In the mean time we’re back home for well over 2 weeks. We have much more experience with the tube feeding schedule and mechanics and the meds have been tweaked a few times. In the last few days  Jasper is certainly better than a couple of weeks ago. He seems to be more cognizant and awake, smiles and laughs sometimes and seems to enjoy watching his favorite movies. However, it is still a far cry from his pre surgery baseline.  He still cannot eat by himself, is wheelchair/ stroller bound and the twitch comes and goes (although it has become of a milder nature). We can only hope that sufficient rest, proper feeding and being back in his old rhythm will slowly bring him back to his old base level in the course of 2011.

In the mean time  the correct piece of dna has been applied to the brain cells that have been affected by the disease. Hence the production of the missing enzyme will now start in his brain. Jasper is the second kid that got this treatment this time around. So there is little or no information available concerning the further progression of the disease.
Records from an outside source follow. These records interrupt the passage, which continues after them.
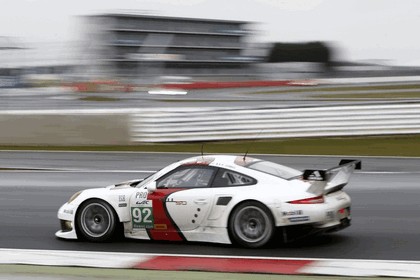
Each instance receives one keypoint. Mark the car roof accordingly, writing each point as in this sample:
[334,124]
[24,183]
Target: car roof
[217,160]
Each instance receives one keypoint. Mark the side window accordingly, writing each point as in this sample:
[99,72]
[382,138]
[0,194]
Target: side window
[226,178]
[187,177]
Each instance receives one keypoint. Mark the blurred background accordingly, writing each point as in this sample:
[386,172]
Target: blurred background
[176,71]
[146,42]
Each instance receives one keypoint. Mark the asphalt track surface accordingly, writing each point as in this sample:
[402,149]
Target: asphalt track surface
[61,99]
[385,210]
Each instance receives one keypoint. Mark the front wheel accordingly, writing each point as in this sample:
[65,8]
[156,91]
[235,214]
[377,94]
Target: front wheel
[251,225]
[96,221]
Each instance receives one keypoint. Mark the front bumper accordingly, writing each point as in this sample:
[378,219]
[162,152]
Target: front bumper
[66,215]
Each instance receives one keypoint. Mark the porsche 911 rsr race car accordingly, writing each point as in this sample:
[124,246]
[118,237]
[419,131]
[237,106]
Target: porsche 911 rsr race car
[215,198]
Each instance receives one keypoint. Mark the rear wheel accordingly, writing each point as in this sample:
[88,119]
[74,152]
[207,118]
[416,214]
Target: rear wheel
[251,225]
[96,221]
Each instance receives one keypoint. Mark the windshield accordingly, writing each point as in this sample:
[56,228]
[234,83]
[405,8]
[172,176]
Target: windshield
[275,169]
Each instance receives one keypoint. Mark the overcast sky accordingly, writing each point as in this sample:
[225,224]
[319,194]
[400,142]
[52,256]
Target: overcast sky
[360,29]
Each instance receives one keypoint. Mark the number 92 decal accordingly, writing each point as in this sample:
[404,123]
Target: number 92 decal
[142,217]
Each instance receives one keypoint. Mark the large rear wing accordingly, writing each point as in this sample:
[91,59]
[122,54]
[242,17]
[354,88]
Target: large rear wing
[333,179]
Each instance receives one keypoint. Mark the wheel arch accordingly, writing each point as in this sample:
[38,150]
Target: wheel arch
[238,204]
[79,207]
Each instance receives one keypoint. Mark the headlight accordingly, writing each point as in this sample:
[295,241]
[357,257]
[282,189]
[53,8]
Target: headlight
[73,197]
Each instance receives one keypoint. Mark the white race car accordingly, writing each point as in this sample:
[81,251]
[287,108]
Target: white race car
[215,198]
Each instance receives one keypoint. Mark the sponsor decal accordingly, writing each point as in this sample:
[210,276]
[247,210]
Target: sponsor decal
[292,213]
[330,215]
[177,202]
[144,202]
[142,217]
[68,211]
[299,219]
[141,195]
[316,176]
[161,227]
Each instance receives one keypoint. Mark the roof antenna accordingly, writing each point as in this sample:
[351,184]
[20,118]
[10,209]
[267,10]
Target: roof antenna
[255,138]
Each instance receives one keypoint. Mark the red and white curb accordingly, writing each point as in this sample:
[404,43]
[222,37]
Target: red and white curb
[213,263]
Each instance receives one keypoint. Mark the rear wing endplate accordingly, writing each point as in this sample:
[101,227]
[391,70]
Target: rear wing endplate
[324,175]
[333,179]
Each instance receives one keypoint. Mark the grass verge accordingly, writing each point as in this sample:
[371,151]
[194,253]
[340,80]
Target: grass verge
[343,88]
[377,95]
[54,272]
[400,145]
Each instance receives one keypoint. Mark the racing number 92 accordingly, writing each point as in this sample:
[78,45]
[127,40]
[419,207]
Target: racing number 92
[142,217]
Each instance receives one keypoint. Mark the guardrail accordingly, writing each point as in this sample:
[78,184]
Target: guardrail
[131,126]
[206,124]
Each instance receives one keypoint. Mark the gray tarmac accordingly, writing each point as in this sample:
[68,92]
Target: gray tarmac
[385,210]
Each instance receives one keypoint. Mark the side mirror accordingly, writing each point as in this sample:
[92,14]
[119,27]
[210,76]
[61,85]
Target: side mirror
[151,187]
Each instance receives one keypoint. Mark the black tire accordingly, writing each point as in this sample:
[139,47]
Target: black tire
[251,225]
[96,221]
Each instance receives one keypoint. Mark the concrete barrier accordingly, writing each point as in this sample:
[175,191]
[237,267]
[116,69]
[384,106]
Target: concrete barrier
[206,124]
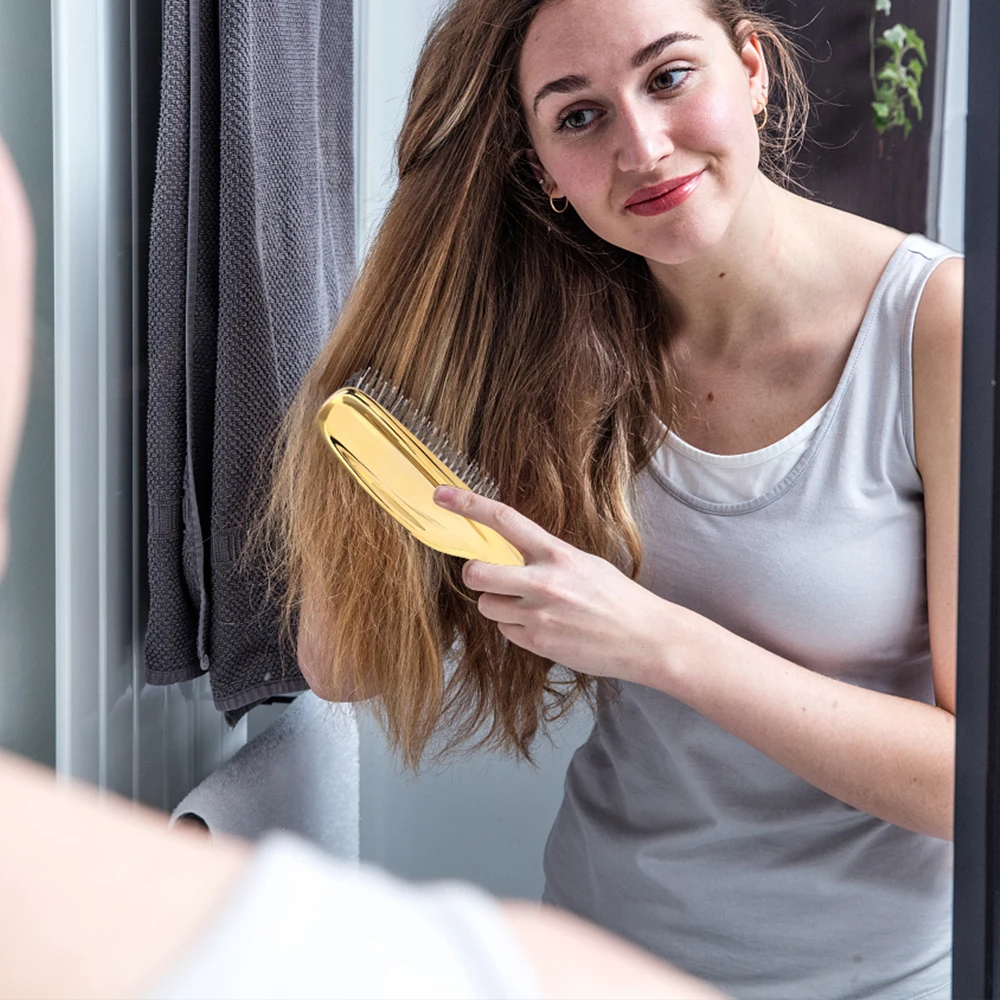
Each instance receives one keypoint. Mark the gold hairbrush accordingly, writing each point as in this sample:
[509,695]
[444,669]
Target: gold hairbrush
[400,458]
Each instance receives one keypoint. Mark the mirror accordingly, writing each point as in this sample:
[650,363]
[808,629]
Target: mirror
[486,819]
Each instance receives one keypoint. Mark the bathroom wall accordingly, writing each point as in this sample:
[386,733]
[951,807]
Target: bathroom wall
[27,594]
[482,819]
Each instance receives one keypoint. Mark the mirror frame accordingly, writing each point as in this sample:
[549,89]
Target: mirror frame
[977,805]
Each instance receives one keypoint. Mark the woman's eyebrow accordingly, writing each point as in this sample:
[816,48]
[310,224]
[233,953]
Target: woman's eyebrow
[569,84]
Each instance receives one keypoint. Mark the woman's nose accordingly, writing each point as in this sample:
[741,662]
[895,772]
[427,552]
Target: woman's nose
[644,138]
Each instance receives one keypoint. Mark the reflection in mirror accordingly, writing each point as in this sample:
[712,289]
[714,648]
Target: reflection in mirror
[777,787]
[745,371]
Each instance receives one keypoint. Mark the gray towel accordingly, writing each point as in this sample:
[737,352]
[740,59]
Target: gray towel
[251,256]
[301,774]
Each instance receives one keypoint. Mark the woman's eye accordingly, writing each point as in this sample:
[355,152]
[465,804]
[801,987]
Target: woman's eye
[674,77]
[575,121]
[578,121]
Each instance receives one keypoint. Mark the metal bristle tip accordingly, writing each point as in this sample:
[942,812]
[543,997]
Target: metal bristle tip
[407,413]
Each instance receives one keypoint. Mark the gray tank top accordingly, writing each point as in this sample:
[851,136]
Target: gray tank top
[677,835]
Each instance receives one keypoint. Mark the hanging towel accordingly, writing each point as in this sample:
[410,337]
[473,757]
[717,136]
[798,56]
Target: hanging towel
[301,774]
[251,257]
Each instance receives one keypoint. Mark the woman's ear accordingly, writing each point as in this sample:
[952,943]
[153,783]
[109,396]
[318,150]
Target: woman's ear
[543,177]
[536,168]
[752,56]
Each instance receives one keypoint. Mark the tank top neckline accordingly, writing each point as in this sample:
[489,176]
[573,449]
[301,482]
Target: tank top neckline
[747,458]
[829,412]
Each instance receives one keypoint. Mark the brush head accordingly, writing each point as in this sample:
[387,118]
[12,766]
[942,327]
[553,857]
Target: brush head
[388,396]
[399,458]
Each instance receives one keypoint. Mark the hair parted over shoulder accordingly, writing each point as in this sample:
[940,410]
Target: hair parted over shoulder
[537,346]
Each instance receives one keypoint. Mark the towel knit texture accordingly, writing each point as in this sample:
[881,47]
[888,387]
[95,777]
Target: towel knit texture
[251,257]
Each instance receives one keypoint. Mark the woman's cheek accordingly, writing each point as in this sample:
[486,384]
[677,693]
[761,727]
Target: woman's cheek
[716,124]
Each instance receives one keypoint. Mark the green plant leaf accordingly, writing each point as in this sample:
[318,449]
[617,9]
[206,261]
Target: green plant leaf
[895,36]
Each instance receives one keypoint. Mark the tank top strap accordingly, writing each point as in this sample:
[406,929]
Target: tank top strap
[884,366]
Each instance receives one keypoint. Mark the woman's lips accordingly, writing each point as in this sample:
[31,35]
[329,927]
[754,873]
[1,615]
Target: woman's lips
[671,198]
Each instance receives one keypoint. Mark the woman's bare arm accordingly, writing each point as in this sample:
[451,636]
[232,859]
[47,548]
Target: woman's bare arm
[99,899]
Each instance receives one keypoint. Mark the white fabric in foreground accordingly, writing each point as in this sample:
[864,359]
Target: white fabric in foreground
[304,925]
[301,774]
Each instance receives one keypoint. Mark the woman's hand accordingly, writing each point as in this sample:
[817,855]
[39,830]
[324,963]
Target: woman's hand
[564,604]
Since just a few days ago, Jasper is starting to say a few words and his neck and trunk muscles seem to get stronger every day. He is now (1/8/11) able to sit on his knees with heavy assistance and with his head up. He can put his thumb in his mouth without help and suck it really well.  He also started to say “hello daar (there)” which is a combination of English and Dutch. It came out of nowhere and he has repeated it a lot. So positive things are definitely happening.

The show must go on, so we move forward with our JAB organization to continue to find a near-term treatment for Batten. In the Netherlands,  the organization of a wine tasting event is in progress.  Here in Chicago, we have a fundraising coming up in honor of Jasper’s 6^th birthday that will be supported by The Chicago Bulls Organization.  We also are looking at new research opportunities that we would like to fund to follow up on the promising results of our first study at the University of North Carolina. There is still a lot of work to do!

We want to thank everyone for your support in 2010!  It has meant so, so much! We hope that you keep on supporting our cause and we wish you all a healthy and happy 2011!